Pat and Joel like stuff, and want you to know about it. Today, Pat and Joel discuss nodding, bumping into stuff and related things that they feel real, plasticky emotions about.

PAT: Joel!

JOEL: Jenny! I mean Pat. What's up?

PAT: Oh, I've just been thinking about stuff.

JOEL: Stuff? What kind of stuff have you been thinking about?

PAT: Oh, nothing you'd want to hear about...

JOEL: Are you kidding? Are you pulling my freaky plastic leg? Of course I want to hear about it!

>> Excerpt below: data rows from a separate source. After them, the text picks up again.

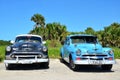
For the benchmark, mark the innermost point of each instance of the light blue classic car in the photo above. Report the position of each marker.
(82, 49)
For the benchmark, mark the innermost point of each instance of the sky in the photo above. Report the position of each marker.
(77, 15)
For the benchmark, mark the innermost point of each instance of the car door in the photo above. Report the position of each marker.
(66, 49)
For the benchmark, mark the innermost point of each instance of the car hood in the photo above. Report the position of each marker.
(89, 48)
(26, 44)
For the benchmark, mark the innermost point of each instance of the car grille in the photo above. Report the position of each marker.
(94, 56)
(26, 56)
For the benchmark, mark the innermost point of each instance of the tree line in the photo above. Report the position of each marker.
(55, 31)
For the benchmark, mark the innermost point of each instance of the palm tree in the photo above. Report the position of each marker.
(39, 20)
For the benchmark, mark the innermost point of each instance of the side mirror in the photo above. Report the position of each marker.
(12, 42)
(107, 45)
(62, 42)
(44, 42)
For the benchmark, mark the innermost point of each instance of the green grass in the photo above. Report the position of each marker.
(116, 52)
(2, 53)
(54, 50)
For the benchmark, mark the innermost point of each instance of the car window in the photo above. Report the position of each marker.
(28, 39)
(83, 39)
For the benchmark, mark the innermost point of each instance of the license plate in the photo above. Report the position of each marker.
(27, 62)
(95, 62)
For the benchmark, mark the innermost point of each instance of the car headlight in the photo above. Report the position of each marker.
(8, 48)
(15, 49)
(78, 52)
(44, 49)
(111, 52)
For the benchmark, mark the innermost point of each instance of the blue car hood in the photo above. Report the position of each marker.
(90, 48)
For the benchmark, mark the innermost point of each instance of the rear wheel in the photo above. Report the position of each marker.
(45, 65)
(8, 66)
(61, 59)
(106, 67)
(73, 66)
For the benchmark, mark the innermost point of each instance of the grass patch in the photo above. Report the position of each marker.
(2, 53)
(54, 50)
(116, 52)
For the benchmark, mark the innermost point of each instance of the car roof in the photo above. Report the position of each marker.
(81, 35)
(29, 35)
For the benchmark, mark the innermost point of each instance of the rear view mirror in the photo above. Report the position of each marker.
(44, 42)
(62, 42)
(12, 42)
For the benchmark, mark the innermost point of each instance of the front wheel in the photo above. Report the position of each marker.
(8, 66)
(73, 66)
(45, 65)
(106, 67)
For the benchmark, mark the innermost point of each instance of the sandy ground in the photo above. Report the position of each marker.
(59, 71)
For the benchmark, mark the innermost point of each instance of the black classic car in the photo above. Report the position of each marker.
(26, 49)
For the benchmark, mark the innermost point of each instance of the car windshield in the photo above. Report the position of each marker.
(28, 39)
(84, 39)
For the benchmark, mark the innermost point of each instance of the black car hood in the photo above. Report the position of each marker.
(26, 44)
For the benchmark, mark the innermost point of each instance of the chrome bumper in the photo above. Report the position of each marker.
(25, 61)
(94, 62)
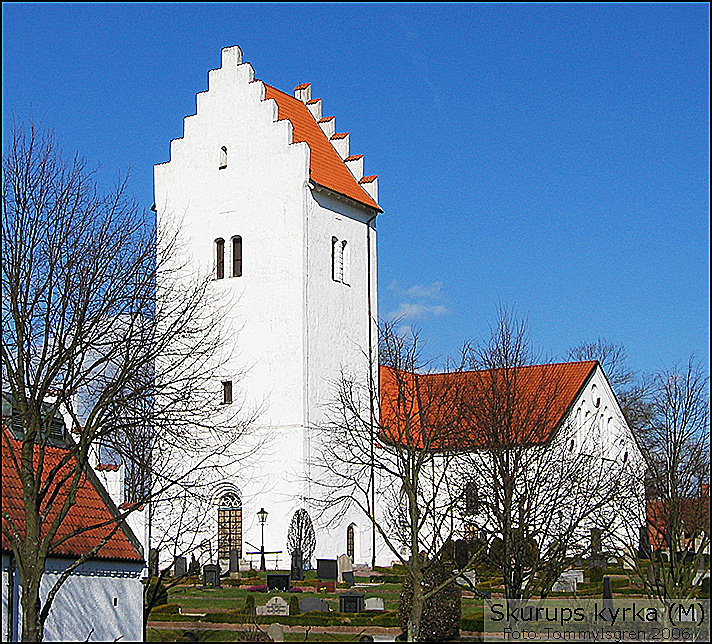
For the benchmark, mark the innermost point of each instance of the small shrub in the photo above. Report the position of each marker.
(167, 609)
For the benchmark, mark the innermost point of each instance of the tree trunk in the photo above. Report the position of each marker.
(32, 626)
(416, 608)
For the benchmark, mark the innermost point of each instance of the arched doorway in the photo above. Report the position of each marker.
(229, 525)
(351, 542)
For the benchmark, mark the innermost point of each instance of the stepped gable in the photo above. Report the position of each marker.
(89, 510)
(420, 409)
(326, 167)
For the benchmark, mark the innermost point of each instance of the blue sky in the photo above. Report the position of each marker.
(551, 157)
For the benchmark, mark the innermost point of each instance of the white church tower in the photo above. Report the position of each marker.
(270, 199)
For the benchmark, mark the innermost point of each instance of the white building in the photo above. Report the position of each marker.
(268, 197)
(102, 600)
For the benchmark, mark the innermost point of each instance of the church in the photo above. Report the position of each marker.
(270, 199)
(273, 205)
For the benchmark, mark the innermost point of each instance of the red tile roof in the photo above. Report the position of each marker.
(476, 409)
(325, 165)
(89, 510)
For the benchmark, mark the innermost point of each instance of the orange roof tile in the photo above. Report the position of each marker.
(89, 510)
(325, 165)
(474, 409)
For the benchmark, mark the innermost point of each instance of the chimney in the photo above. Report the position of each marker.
(303, 92)
(341, 143)
(355, 164)
(328, 125)
(370, 185)
(231, 56)
(314, 106)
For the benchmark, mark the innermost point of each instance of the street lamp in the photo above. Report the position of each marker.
(262, 517)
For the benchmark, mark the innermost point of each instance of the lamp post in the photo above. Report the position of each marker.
(262, 517)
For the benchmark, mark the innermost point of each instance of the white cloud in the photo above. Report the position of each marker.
(418, 302)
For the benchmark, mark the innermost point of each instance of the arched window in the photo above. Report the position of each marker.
(229, 525)
(219, 258)
(471, 498)
(336, 261)
(237, 256)
(345, 262)
(351, 542)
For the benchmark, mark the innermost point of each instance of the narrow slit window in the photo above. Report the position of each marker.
(335, 260)
(227, 392)
(219, 259)
(237, 256)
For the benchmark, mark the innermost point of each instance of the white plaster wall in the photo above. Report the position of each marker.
(293, 328)
(83, 609)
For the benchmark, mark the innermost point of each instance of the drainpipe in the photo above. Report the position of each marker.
(10, 598)
(371, 390)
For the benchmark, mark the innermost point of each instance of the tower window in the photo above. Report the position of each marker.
(339, 260)
(227, 392)
(219, 259)
(237, 256)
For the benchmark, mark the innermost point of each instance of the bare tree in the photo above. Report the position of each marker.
(406, 455)
(676, 506)
(102, 327)
(301, 536)
(540, 487)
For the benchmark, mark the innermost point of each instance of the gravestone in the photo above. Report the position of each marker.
(327, 569)
(276, 632)
(343, 564)
(596, 541)
(275, 606)
(211, 576)
(180, 567)
(313, 605)
(643, 543)
(278, 581)
(297, 571)
(375, 603)
(234, 562)
(351, 602)
(153, 562)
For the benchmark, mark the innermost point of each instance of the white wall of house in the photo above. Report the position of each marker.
(293, 327)
(102, 601)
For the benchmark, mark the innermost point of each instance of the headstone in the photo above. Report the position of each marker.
(234, 560)
(608, 611)
(180, 567)
(343, 564)
(153, 562)
(375, 603)
(276, 632)
(327, 569)
(643, 543)
(313, 605)
(278, 581)
(596, 542)
(297, 572)
(351, 602)
(275, 606)
(211, 576)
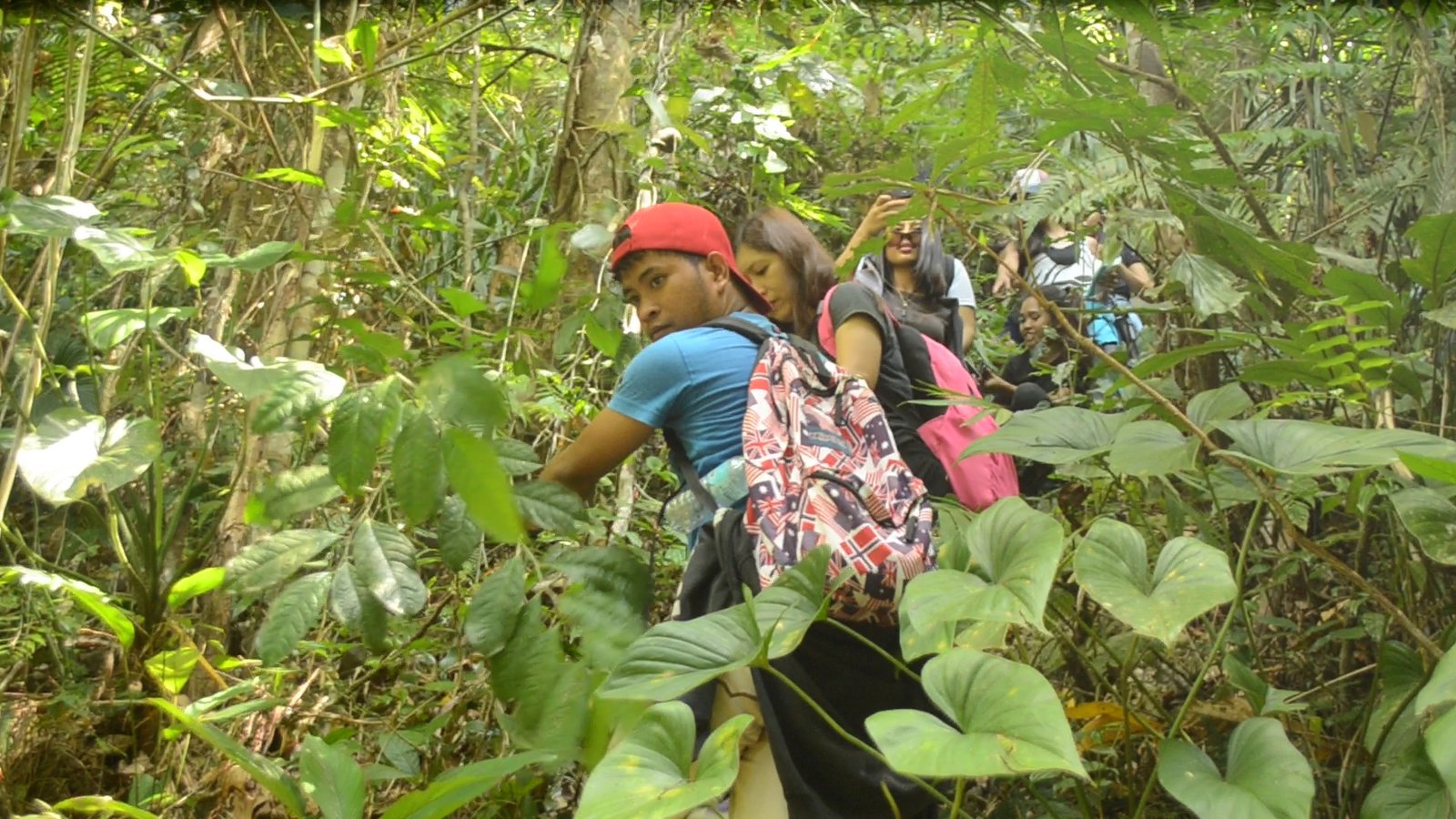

PAT: I know! I was just joking. It's what I do.

JOEL: Sure as heck is!

PAT: OK - what I was thinking about is this: you know how some people nod their heads with such gusto that it becomes like a half-body nod, their entire upper body getting in on the action?

JOEL: I think I do.

PAT: You do. It's like a head nod turned up a few notches. These crazy characters who do this amped-up nod can be annoyingly overenthusiastic, or endearingly unselfconscious. It's up to you how you interpret it.

JOEL: WOAH! Don't leave it up to me! You know I can't handle being put in that position! Especially since the accident!!!

PAT: I thought you told me it wasn't an accident?

JOEL: Yeah..but the damn cops told me to drop my investigations. It's been "officially" ruled an accident.

PAT: Righto. And if it helps, we'll say that the half-body nod is a good thing.

JOEL: Ta. Hey, why don't we work on developing a full-body nod? Sort of a long body roll that starts at the head and travels all the way down to your feet.

PAT: Right on - now I know why you're known around these parts as "the brains of the operation". Also why people forgive your freakish appearance.

JOEL: You know what else I like? People who are always walking into things. That's cute. Unless they're walking into other people, which is creepy.

POPPYCOCK: Did I hear my name?

PAT: SHIVERS, POPPYCOCK! You gave me quite the scare.

JOEL: Not me. I'm cool as.

PAT: You sure are. That's why you're unofficially known around these parts as "Charles Bronson".

JOEL: Really? I never knew that.

PAT: What about people who unknowingly wear items of clothing inside-out?

JOEL: Love it. At least if it's a t-shirt or jumper or something. Pants is a bit wrong. And socks don't really rate either way.

POPPYCOCK: I can wear things inside out.

PAT: That's ok Poppy. Listen, this is kind of a private conversation.

POPPYCOCK: Can I just listen?

PAT: No.


PAT: Why is he always hanging around?

JOEL: Well, since the...accident, he's just been around to help out. You know, when I have my episodes. I don't know where he came from.

PAT: He creeps me out.

JOEL: Not me.

PAT: Yeah, that's probably why you're unofficially known around these parts as "the dude with the creepy clown always hanging around him".

POPPYCOCK: Did I hear my name again?

PAT: Listen, I'm off to the solarium.

1 comment:

Alex said...

Poppycock I think gave me nightmares.